Friday, January 13, 2006

The Power Of The SMS


A great summary from ST Louis Dispatch on how and why SMS (text messaging) is taking off as a vehicle for mobile marketing.

Some of the highlights:
Coming to a small screen near you: Coupons, recipes and marketing messages galore.

Polls on TV programs, including "American Idol" and the Super Bowl

Marketers use codes to sell cell-phone content - ringtones, screen savers, wallpaper and text alerts - related to topics such as sports or name brands.

Last year, the number of shortcodes issued grew by a factor of six

Customers who take the trouble to key in a code tend to be more interested in - and more likely to buy - products than people passively viewing a commercial or print ad

Advertisers can get immediate feedback on a commercial or ad campaign.

Mobile marketing helps companies get more mileage out of their marketing dollars.

When advertisers see that kind of market penetration, they start drooling.

Marketers can drive buyers directly to their content by publicizing a code in print ads or in other media.
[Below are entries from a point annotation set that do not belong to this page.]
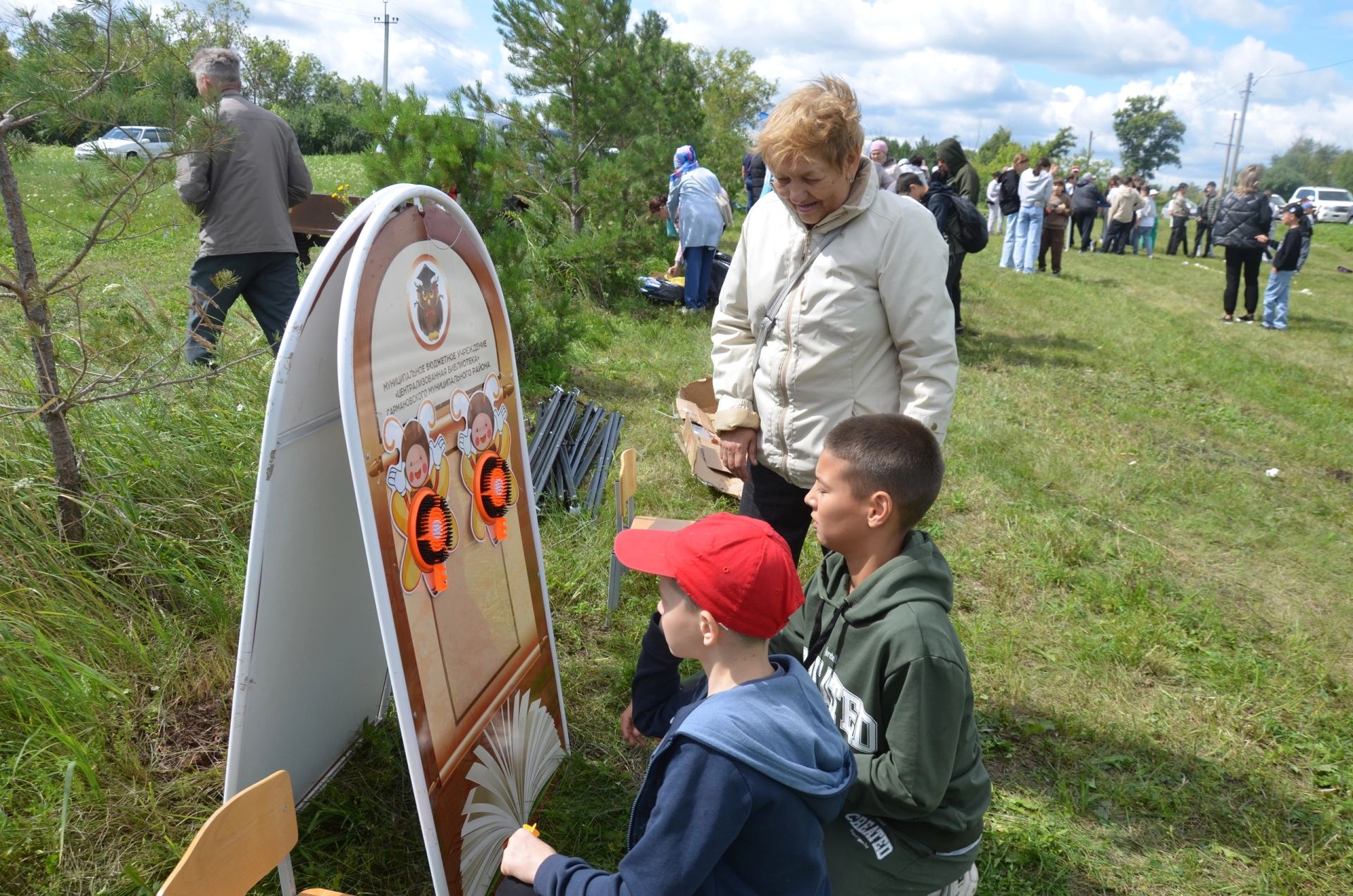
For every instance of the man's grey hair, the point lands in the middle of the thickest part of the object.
(220, 64)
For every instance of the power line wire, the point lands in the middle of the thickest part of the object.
(1304, 70)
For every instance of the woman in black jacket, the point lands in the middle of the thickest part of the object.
(1242, 226)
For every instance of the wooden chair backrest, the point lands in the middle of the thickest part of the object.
(626, 481)
(240, 844)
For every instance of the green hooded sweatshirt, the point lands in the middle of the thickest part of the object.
(963, 178)
(896, 683)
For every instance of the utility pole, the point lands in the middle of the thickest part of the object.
(1240, 136)
(1226, 166)
(385, 75)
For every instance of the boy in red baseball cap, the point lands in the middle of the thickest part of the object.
(750, 766)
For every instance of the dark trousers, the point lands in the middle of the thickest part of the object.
(778, 502)
(1235, 260)
(1116, 237)
(954, 283)
(1082, 221)
(700, 264)
(267, 280)
(1179, 235)
(1053, 240)
(1203, 239)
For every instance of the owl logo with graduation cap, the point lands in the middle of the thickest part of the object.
(485, 446)
(428, 309)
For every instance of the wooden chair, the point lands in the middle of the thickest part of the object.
(240, 844)
(626, 481)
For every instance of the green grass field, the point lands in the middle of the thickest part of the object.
(1159, 630)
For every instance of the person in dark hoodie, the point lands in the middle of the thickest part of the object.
(876, 637)
(961, 178)
(957, 171)
(1285, 263)
(750, 766)
(939, 199)
(1085, 204)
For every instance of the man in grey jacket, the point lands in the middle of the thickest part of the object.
(241, 189)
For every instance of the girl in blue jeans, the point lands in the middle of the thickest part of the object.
(1035, 187)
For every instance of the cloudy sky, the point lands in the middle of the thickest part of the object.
(954, 68)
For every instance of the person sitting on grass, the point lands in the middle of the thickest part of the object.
(1285, 268)
(876, 637)
(750, 765)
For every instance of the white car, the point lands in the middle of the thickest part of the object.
(129, 141)
(1332, 204)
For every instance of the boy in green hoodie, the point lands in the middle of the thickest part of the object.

Some marketers believe that short codes eventually will become as pervasive in advertising as Web site addresses are now

A lengthy read, but there are a lot of mobile marketing nuggets in this story Read the whole thing.

Here's what I see:

The only problem? There are limited amount of short codes available, then what do you use?
In my opinion, there will either be ONE SMS portal that is used and companies will buy keywords from that company (think GOOGL 46645) OR there will be an application that allows companies to create, or use their own existing "shortcode", but not a 5 digit number.
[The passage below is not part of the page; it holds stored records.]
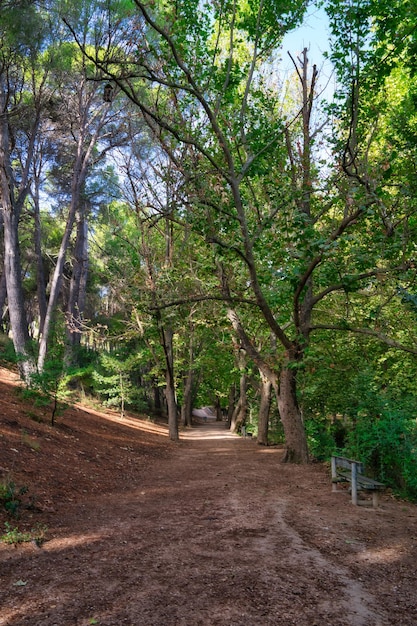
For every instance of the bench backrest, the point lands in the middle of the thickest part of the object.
(341, 461)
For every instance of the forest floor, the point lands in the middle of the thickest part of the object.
(214, 530)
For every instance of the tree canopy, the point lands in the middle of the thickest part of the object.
(202, 225)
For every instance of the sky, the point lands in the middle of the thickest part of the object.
(313, 35)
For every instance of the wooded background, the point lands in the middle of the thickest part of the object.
(184, 225)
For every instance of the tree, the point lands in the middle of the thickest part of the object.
(22, 85)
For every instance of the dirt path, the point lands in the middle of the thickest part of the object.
(213, 531)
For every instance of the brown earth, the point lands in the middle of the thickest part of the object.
(212, 531)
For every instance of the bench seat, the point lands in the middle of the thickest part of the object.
(348, 470)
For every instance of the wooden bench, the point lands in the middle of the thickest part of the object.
(347, 470)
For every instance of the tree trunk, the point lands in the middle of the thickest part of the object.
(17, 314)
(231, 404)
(264, 408)
(219, 417)
(239, 414)
(3, 297)
(40, 272)
(295, 437)
(12, 265)
(78, 285)
(187, 405)
(167, 338)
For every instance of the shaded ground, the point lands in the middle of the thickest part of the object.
(213, 531)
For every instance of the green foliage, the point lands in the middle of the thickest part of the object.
(113, 381)
(7, 351)
(383, 435)
(14, 536)
(11, 497)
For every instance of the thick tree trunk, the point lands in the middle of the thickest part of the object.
(264, 407)
(219, 417)
(168, 336)
(78, 285)
(295, 436)
(187, 405)
(3, 298)
(240, 412)
(12, 266)
(17, 314)
(40, 272)
(231, 404)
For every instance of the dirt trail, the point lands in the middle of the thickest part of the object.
(212, 531)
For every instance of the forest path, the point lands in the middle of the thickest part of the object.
(213, 531)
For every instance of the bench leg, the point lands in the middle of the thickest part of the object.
(354, 485)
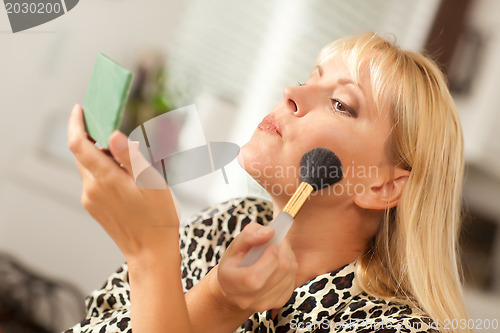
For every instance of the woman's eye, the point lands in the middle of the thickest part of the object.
(342, 108)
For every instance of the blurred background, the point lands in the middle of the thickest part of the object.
(231, 59)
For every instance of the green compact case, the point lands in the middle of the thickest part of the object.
(106, 98)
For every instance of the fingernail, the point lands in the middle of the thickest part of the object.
(119, 143)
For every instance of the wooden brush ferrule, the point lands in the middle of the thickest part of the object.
(298, 198)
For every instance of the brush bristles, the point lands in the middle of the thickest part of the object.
(320, 168)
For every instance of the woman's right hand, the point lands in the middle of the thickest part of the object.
(268, 283)
(238, 292)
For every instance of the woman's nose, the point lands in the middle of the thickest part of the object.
(296, 100)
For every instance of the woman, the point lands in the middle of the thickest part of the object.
(375, 252)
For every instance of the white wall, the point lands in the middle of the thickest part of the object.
(43, 73)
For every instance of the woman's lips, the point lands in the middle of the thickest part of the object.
(271, 125)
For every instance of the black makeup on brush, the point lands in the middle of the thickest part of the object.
(319, 168)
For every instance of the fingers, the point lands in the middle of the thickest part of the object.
(252, 235)
(84, 150)
(119, 148)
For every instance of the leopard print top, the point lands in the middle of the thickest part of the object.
(331, 302)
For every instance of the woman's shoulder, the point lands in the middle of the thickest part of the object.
(374, 314)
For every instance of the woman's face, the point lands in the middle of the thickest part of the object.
(328, 111)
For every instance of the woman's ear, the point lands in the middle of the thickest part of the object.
(383, 193)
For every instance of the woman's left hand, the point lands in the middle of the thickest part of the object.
(138, 220)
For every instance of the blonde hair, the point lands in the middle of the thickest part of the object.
(413, 255)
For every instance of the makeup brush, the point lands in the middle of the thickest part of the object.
(319, 168)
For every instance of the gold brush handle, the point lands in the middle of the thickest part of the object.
(297, 200)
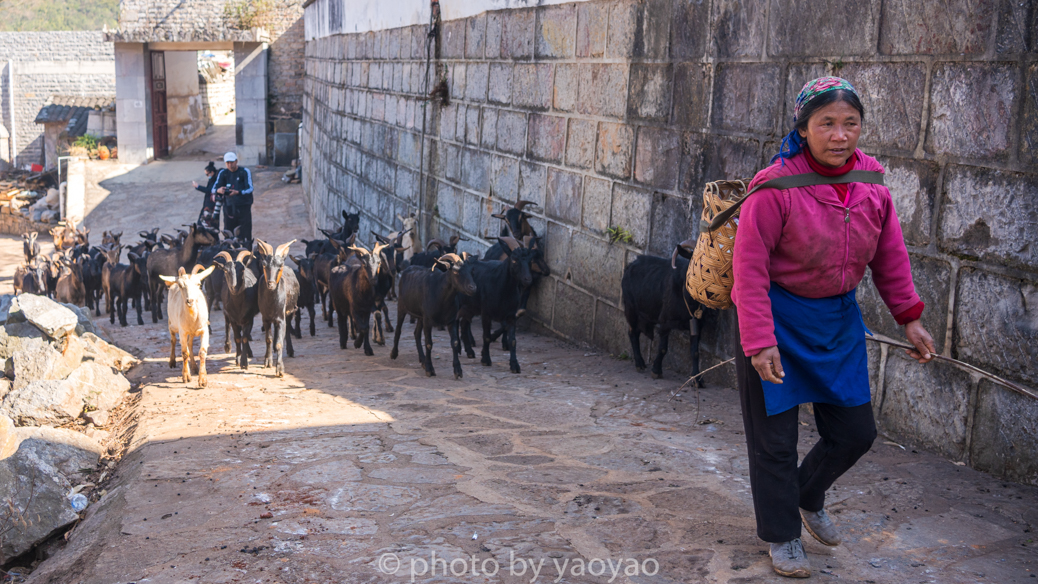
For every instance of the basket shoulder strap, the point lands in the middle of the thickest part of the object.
(795, 182)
Every company has one of the following: (a logo, trademark, slogan, barcode, phone number). Think about what you could offer as a mobile marketing application with those "short codes".

2 comments:

www.longnumbers.com said...

I found it interesting that CTIA said that the number of codes issued grew by a factor of six last year. If so, where are they are all? And how are they marketing themselves? CTIA also said looking into six digit codes because of popularity. I think we are still long way from using the 79,999 possible 5 digit codes. If they introduce 6 digit codes, it would be to allow more brands to implement vanity codes.
I have found less than 110 common short codes implemented thru US carriers so far and posted all in list on www.usshortcodeswhois.com. The other "directories" on the web have less than 25 short codes listed on their sites.

Anonymous said...

PP says:

OR there will be an application that allows companies to create, or use their own existing "shortcode"

I say:

That application already exists (Paperclick) and has a registry which allows companies to reserve those "shortcodes" - add Mobot into the mix, and, well, it's gonna turn the mobile marketing industry on it's ear!